Un marché global en repli, sauf pour le petit électroménager
Selon les données NielsenIQ portant sur l’ensemble du secteur « technologie et biens durables », le marché a reculé de 1,6 % en valeur en 2025, pour atteindre 30,3 milliards d’euros en France. Le gros électroménager (lave-linge, réfrigérateurs, lave-vaisselle…) est le plus touché, avec un recul de 4,5 % à 5,7 milliards d’euros. À l’inverse, le petit électroménager progresse de 2,7 % à 5,3 milliards d’euros en 2025, et une nouvelle hausse d’environ 2 % est attendue pour 2026 selon les panélistes distributeurs et les études sectorielles Xerfi.
Sorbetières, ventilateurs et robots laveurs de vitres en tête
Ce sont surtout quelques catégories très spécifiques qui tirent la croissance. Les sorbetières et yaourtières affichent une progression proche de 90 % sur un an, portées par l’envie des ménages de maîtriser la composition de leurs desserts et de réduire le gaspillage. Les ventilateurs progressent eux de 75 %, tout comme les bagues connectées, tandis que les robots laveurs de vitres bondissent de 77 % et les masques LED de beauté voient leurs ventes multipliées par six, même si leur base de départ reste faible. Les aspirateurs-laveurs portables affichent, sur certains panels, une croissance de plus de 140 %.
L’induction s’impose, le reconditionné progresse
Autre tendance de fond confirmée par plusieurs études sectorielles : les plaques à induction représentent désormais plus de 60 % des ventes de plaques de cuisson en France, loin devant le gaz et la vitrocéramique classique. Du côté de la consommation responsable, 48 % des Français déclarent connaître l’indice de réparabilité et 69 % savent lire les étiquettes énergie, tandis que l’intérêt pour le reconditionné continue de progresser, porté par des acteurs spécialisés qui affichent une croissance record en 2026.

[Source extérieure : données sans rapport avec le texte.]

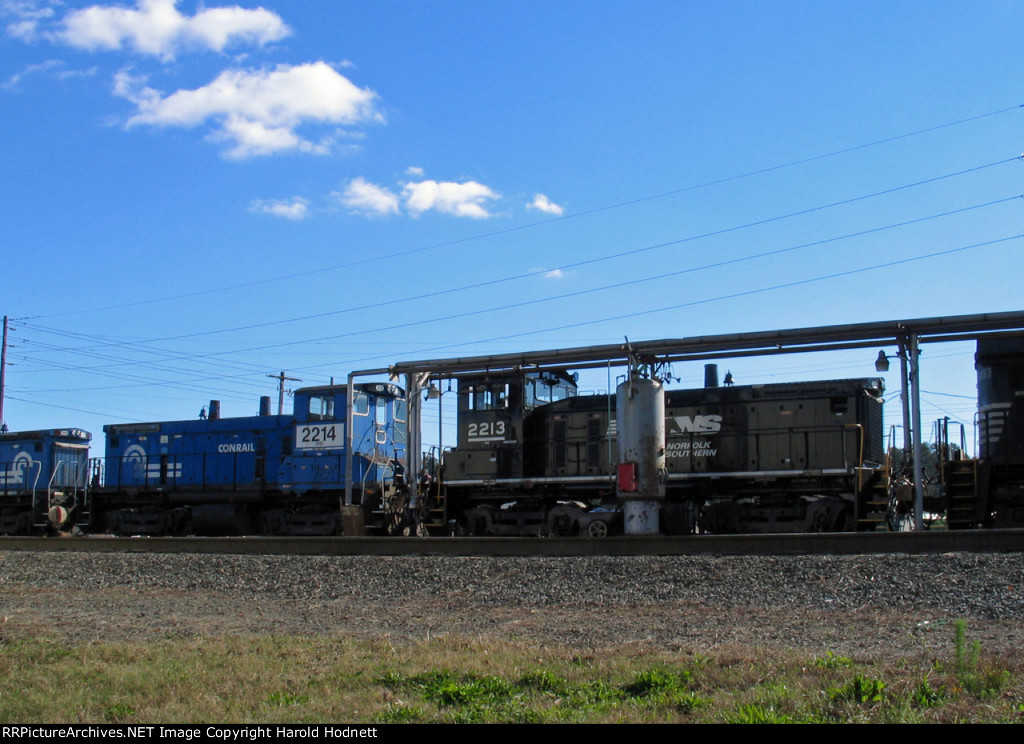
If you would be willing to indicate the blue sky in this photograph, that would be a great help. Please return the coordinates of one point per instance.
(199, 194)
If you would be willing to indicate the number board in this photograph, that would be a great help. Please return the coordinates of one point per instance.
(320, 436)
(487, 431)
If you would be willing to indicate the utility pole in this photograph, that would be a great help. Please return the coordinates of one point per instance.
(281, 388)
(3, 368)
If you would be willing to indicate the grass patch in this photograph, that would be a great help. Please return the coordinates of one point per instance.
(450, 680)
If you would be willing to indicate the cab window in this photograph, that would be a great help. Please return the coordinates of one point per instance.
(321, 407)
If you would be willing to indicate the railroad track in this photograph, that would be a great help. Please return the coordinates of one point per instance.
(1005, 540)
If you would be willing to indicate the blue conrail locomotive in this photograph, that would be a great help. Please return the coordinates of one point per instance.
(44, 478)
(278, 475)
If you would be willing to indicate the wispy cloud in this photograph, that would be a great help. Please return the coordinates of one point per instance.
(361, 197)
(543, 204)
(257, 112)
(157, 28)
(469, 199)
(295, 208)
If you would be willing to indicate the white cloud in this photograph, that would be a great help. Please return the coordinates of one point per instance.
(295, 208)
(257, 112)
(29, 15)
(157, 28)
(543, 204)
(361, 197)
(461, 200)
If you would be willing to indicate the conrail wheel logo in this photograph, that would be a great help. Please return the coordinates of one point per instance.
(711, 424)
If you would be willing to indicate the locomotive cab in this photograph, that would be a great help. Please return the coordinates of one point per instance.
(44, 480)
(267, 474)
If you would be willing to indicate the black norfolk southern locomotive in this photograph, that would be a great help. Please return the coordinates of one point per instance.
(988, 491)
(535, 457)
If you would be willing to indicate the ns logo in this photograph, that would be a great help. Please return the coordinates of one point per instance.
(710, 424)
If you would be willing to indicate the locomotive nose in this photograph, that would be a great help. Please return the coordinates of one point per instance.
(57, 517)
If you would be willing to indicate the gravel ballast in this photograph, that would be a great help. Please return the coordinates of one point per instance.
(846, 604)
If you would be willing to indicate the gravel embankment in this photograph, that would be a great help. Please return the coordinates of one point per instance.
(885, 604)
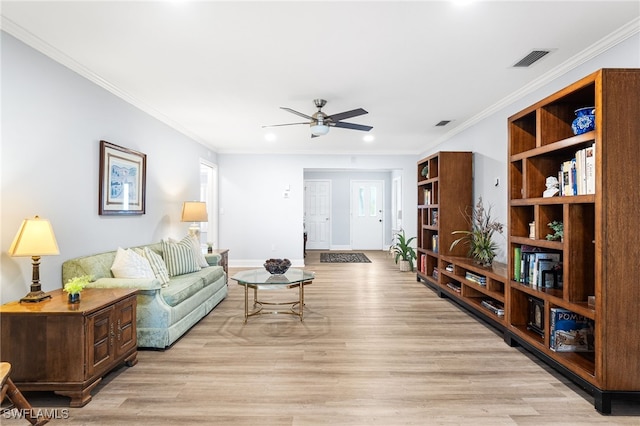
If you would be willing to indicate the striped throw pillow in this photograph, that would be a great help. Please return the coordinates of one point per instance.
(157, 265)
(179, 258)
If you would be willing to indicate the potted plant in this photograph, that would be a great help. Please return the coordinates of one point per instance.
(482, 248)
(558, 231)
(404, 253)
(74, 286)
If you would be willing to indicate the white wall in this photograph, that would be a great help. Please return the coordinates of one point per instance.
(488, 138)
(52, 122)
(257, 223)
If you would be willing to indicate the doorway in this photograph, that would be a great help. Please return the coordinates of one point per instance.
(367, 219)
(317, 213)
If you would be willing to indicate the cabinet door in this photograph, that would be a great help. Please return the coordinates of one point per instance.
(100, 341)
(125, 326)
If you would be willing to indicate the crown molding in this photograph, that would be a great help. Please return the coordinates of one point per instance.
(46, 49)
(602, 45)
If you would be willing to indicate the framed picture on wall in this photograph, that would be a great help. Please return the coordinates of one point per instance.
(123, 175)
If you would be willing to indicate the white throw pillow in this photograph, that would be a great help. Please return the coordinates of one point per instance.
(129, 264)
(158, 266)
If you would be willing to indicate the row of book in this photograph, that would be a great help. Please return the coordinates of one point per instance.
(422, 265)
(570, 332)
(496, 307)
(536, 267)
(578, 175)
(454, 286)
(479, 279)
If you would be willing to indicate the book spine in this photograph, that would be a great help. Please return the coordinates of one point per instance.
(590, 165)
(517, 263)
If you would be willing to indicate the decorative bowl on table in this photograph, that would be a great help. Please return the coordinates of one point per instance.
(277, 266)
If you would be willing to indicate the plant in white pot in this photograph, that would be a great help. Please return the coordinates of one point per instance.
(404, 253)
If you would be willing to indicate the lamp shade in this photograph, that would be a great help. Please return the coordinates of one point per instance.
(319, 129)
(194, 211)
(34, 238)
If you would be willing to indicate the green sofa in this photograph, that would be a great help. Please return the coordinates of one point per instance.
(165, 312)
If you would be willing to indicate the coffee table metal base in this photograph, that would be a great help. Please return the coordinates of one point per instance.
(294, 307)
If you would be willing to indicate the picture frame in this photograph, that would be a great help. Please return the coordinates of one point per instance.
(123, 180)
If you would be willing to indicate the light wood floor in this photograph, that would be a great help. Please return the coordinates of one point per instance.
(375, 348)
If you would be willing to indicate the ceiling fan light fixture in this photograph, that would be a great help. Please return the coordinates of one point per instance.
(319, 129)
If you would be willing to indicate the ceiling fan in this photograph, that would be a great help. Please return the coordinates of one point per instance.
(320, 122)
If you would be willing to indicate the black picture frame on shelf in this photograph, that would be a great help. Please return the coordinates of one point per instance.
(122, 180)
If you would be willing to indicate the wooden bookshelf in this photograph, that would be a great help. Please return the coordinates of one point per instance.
(599, 229)
(453, 272)
(444, 194)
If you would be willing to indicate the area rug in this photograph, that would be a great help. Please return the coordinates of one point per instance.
(344, 258)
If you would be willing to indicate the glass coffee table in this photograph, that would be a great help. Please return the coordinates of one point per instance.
(260, 279)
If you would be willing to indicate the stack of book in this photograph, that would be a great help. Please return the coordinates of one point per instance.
(570, 332)
(536, 267)
(578, 175)
(479, 279)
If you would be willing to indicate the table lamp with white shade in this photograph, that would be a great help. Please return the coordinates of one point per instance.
(35, 238)
(194, 212)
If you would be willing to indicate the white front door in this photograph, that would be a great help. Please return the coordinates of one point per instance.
(367, 199)
(317, 213)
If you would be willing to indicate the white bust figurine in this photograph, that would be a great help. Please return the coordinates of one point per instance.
(552, 187)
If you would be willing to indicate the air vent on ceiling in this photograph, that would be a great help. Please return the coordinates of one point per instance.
(531, 58)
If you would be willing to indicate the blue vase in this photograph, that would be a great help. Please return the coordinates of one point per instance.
(585, 120)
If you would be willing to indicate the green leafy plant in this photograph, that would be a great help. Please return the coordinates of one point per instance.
(558, 231)
(482, 248)
(77, 284)
(403, 250)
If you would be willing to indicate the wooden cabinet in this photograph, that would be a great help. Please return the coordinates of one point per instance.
(480, 289)
(600, 229)
(444, 194)
(67, 348)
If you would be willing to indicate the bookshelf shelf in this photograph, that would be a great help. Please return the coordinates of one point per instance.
(443, 193)
(598, 229)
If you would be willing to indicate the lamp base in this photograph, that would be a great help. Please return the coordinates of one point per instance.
(35, 296)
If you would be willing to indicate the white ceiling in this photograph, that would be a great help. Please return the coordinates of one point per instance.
(218, 71)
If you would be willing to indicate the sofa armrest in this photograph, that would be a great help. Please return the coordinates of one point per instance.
(139, 283)
(213, 259)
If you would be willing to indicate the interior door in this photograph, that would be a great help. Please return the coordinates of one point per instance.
(317, 213)
(367, 199)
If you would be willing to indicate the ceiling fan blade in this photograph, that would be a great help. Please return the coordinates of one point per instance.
(293, 111)
(288, 124)
(347, 114)
(352, 126)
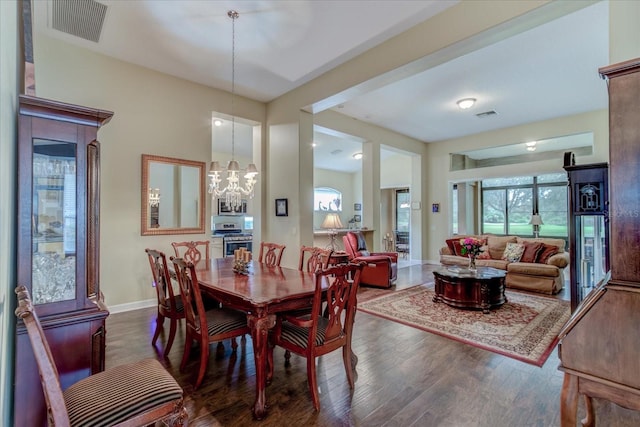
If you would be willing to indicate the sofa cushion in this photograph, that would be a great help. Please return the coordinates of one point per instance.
(513, 252)
(531, 250)
(546, 252)
(454, 246)
(533, 269)
(497, 244)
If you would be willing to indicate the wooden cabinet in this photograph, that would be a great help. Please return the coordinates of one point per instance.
(600, 344)
(58, 245)
(588, 228)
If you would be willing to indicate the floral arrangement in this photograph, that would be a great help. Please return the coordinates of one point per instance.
(471, 246)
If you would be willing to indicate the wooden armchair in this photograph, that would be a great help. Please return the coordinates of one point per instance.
(271, 254)
(135, 394)
(192, 251)
(311, 335)
(382, 267)
(169, 305)
(204, 327)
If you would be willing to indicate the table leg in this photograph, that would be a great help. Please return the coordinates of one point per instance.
(260, 325)
(569, 401)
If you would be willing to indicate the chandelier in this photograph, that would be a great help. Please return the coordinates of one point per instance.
(234, 190)
(154, 197)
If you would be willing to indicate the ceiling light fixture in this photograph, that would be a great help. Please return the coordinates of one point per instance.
(234, 191)
(466, 103)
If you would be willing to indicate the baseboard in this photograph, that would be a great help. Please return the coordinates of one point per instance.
(121, 308)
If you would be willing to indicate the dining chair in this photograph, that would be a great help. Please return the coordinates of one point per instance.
(135, 394)
(204, 327)
(192, 251)
(271, 253)
(314, 335)
(170, 305)
(313, 258)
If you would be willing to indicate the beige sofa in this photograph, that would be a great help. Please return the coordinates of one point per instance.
(545, 277)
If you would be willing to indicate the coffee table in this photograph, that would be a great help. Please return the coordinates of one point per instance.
(462, 288)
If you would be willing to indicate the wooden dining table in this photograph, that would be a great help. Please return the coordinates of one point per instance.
(262, 293)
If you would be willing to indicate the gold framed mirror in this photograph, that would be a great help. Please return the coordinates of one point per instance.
(173, 199)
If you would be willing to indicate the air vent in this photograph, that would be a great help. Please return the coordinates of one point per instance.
(487, 114)
(80, 18)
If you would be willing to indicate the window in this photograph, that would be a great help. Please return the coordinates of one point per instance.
(508, 203)
(327, 199)
(403, 210)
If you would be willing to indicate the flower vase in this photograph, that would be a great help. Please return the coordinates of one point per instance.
(472, 263)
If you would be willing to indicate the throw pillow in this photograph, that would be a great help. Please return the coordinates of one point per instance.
(531, 250)
(485, 253)
(547, 252)
(513, 252)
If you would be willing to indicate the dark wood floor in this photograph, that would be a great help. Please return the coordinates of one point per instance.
(405, 377)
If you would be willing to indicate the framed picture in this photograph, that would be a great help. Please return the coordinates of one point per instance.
(282, 207)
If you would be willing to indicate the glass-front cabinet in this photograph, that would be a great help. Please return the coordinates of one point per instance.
(589, 228)
(58, 245)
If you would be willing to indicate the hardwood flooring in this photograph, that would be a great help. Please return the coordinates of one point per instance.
(405, 377)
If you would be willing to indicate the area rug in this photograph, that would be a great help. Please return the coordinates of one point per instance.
(524, 328)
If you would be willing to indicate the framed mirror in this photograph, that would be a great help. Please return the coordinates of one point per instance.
(173, 199)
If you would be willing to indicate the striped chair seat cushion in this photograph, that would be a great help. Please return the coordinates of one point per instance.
(113, 396)
(299, 335)
(223, 320)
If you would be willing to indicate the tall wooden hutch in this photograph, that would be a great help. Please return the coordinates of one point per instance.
(600, 345)
(58, 245)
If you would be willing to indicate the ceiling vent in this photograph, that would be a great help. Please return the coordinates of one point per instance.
(82, 18)
(487, 114)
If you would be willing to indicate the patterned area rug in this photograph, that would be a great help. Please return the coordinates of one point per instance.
(525, 328)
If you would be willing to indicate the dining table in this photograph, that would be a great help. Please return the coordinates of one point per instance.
(262, 292)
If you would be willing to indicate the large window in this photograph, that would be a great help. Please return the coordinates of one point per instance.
(508, 203)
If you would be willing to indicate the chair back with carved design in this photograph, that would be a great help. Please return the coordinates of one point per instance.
(271, 254)
(314, 334)
(313, 258)
(192, 251)
(204, 326)
(158, 396)
(170, 305)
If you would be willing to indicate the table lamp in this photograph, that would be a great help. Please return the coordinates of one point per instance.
(536, 221)
(332, 222)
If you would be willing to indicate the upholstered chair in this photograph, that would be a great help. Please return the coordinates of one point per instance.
(382, 267)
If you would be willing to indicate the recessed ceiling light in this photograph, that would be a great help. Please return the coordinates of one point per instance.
(466, 103)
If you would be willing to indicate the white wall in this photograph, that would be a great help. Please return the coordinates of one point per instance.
(154, 114)
(9, 84)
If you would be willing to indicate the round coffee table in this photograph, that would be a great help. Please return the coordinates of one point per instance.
(461, 288)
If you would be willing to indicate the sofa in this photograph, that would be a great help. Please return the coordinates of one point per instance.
(532, 264)
(382, 267)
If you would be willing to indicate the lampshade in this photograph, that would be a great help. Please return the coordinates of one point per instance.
(332, 221)
(536, 220)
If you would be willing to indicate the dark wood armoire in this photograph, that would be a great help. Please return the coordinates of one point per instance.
(58, 245)
(599, 346)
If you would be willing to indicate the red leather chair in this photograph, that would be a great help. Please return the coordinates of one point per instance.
(382, 267)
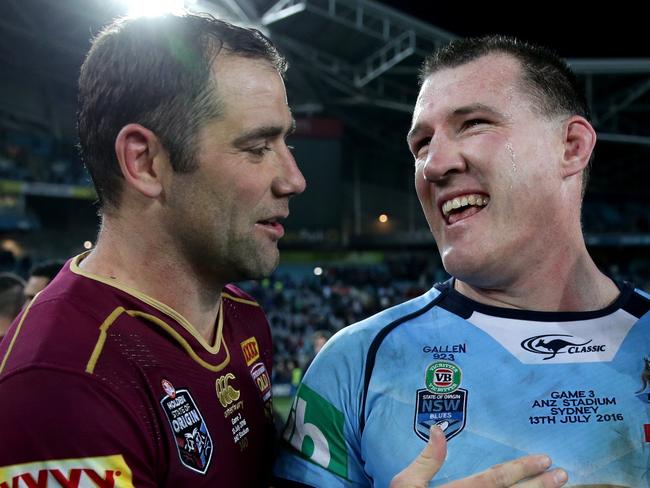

Des ménages plus attentifs à leurs dépenses
Ce dynamisme du petit électroménager coexiste avec une consommation globalement prudente : neuf Français sur dix déclarent avoir réduit leurs dépenses en 2025, avec des coupes particulièrement marquées sur l’équipement de la maison pour un ménage sur deux. Les ventes en ligne progressent malgré tout de 4 % et représentent désormais 32 % du marché, un canal notamment porté par les plateformes asiatiques dont la pénétration a gagné plus de 6 points en un an.
Pour les foyers, la lecture est simple : les gros achats d’équipement sont reportés ou choisis avec plus de soin, tandis que les petits appareils pratiques, économiques et à usage ciblé séduisent par leur prix d’accès réduit et leur promesse de gain de temps au quotidien. Retrouvez aussi nos actualités sur la high-tech et l’informatique, le développement et le webmarketing, et la vie pratique au quotidien.
Questions fréquentes
Le marché de l’électroménager progresse-t-il en France en 2026 ?
Le petit électroménager progresse (+2,7 % en 2025, environ +2 % attendu en 2026), tandis que le gros électroménager recule de 4,5 % sur la même période, selon les données NielsenIQ et les études Xerfi.
Quelles catégories d’appareils connaissent la plus forte croissance ?
Les sorbetières et yaourtières (+90 %), les robots laveurs de vitres (+77 %), les ventilateurs (+75 %) et les aspirateurs-laveurs portables figurent parmi les plus fortes progressions.
L’induction a-t-elle remplacé les autres modes de cuisson ?
Oui : les plaques à induction représentent aujourd’hui plus de 60 % des ventes de plaques de cuisson en France, une nette majorité face au gaz et à la vitrocéramique.